Consider Partnering with a Third-Party Provider
With emerging threat vectors and major cyber attacks and breaches in the headlines every day, security teams are under more pressure than ever before. While partnering with a third party isn’t right for every organization, delegating some security tasks (threat management, ethical hacking and penetration testing, security monitoring and response, etc.) to a third-party service provider can help take pressure off in-house security teams. According to the 2016 Trustwave Security Pressures Report, 86 percent of IT decision makers either already partner with or plan to partner with a managed security services provider.
Think Outside the Box
According to IT professionals association ISACA, over half (53 percent) of security pros say it takes three to six months to find a qualified candidate. This hiring timeline is far too long considering the wealth of qualified candidates hiding in college campuses and diverse demographics. Offering an internship for college students is a great way to cultivate fresh talent through longer-term training and full immersion technical practice.
With women comprising a mere 11 percent of the information security workforce, diversity in cybersecurity is still an enormous industry issue.
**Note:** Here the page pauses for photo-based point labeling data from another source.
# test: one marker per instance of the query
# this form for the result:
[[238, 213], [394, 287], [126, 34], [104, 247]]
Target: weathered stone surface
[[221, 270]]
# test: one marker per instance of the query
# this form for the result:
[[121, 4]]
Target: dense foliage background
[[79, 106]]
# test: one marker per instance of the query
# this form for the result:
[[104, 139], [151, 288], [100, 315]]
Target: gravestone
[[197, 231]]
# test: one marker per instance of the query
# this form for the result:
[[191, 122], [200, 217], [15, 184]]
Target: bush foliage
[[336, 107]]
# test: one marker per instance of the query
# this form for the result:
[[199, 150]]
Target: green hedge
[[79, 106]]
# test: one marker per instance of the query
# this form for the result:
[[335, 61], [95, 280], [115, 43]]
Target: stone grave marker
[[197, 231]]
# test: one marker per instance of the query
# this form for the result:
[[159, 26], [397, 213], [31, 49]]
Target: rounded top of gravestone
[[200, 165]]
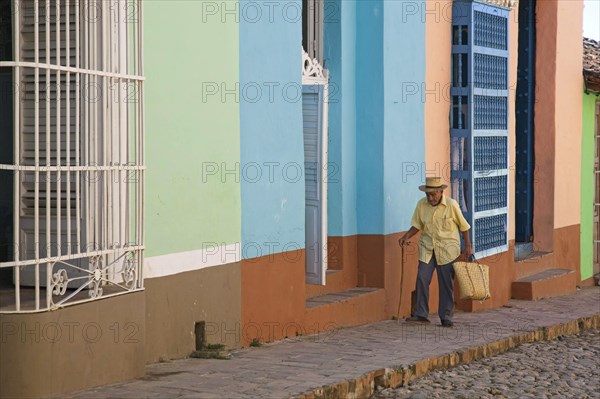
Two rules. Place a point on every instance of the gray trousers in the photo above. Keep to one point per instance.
(446, 288)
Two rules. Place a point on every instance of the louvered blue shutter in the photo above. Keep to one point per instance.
(312, 117)
(479, 121)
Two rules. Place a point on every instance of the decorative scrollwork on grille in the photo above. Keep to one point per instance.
(311, 67)
(503, 3)
(59, 283)
(95, 284)
(129, 272)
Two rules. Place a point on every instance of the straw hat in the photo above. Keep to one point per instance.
(433, 184)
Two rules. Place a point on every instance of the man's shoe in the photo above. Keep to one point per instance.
(447, 323)
(417, 319)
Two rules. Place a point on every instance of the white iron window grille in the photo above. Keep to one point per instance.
(78, 152)
(479, 121)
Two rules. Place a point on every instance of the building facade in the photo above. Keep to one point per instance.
(247, 168)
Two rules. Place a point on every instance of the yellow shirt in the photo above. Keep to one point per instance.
(439, 227)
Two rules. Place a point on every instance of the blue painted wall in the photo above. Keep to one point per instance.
(404, 114)
(271, 139)
(374, 50)
(369, 116)
(376, 58)
(340, 60)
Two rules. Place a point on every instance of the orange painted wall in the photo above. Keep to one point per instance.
(437, 79)
(569, 60)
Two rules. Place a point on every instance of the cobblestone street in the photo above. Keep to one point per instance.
(568, 367)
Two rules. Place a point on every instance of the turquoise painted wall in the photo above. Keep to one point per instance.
(190, 140)
(404, 111)
(340, 59)
(370, 83)
(587, 186)
(272, 149)
(390, 120)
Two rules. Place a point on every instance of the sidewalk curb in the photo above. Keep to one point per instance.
(394, 377)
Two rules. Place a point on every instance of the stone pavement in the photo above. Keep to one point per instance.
(351, 362)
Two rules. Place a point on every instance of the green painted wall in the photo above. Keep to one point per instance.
(188, 202)
(587, 186)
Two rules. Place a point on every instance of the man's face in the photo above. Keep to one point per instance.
(434, 197)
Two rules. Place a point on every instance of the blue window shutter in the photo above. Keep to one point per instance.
(479, 121)
(312, 119)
Slight changes in hiring practices — such as removing gender-specific pronouns in job descriptions — can make a significant difference when it comes to unbiased hiring. Working with diversity initiatives like Ms. Tech can help establish your organization in different communities and validate your commitment to diverse hiring.
Take Advantage of Cloud Security Technology
The technology industry, security and beyond, is in the midst of a mass exodus to the cloud. Cloud-based tools offer a number of benefits to enterprises — they’re usually less expensive, more efficient and more scalable than traditional hardware. Cloud technology and resources reduce the skills shortage by allowing security professionals to protect organizations around the clock, without even being onsite. Cloud competency can bring a huge amount of value to any security team.
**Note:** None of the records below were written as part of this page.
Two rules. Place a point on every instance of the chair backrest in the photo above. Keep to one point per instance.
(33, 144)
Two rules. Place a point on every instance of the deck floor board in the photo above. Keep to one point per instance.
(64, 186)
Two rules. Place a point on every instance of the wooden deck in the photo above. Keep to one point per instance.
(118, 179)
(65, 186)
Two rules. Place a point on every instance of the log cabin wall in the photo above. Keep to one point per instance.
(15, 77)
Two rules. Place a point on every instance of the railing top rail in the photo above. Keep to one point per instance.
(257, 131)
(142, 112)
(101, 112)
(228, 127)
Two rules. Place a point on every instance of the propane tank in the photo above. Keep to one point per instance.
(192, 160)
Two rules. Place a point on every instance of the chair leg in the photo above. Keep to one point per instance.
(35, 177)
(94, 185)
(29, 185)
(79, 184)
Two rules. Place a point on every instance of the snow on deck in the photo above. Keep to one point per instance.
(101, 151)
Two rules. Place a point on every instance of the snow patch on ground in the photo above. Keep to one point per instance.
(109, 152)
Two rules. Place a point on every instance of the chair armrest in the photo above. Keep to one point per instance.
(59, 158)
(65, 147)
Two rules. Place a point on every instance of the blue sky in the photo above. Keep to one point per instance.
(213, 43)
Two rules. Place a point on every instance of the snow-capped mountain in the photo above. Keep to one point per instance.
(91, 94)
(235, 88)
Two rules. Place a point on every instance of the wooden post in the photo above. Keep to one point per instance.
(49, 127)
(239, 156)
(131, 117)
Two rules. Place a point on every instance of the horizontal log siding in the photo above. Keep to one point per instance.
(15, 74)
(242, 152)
Look Beyond Human Resources
When the skills gap is discussed, the focus automatically goes to hiring practices and training programs. However, the key to overcoming the cybersecurity skills shortage may be a lot easier than we think. Rather than working to help the supply catch up to the demand, security pros can decrease the demand with quality applications and resilient computer systems. Cyber threats are not going away, so we need to develop strong technical defenses that will pick up where manpower leaves off. There are many emerging technologies in cyberspace, so be sure to maximize your security budget by investing in the right tools that will reap the most value.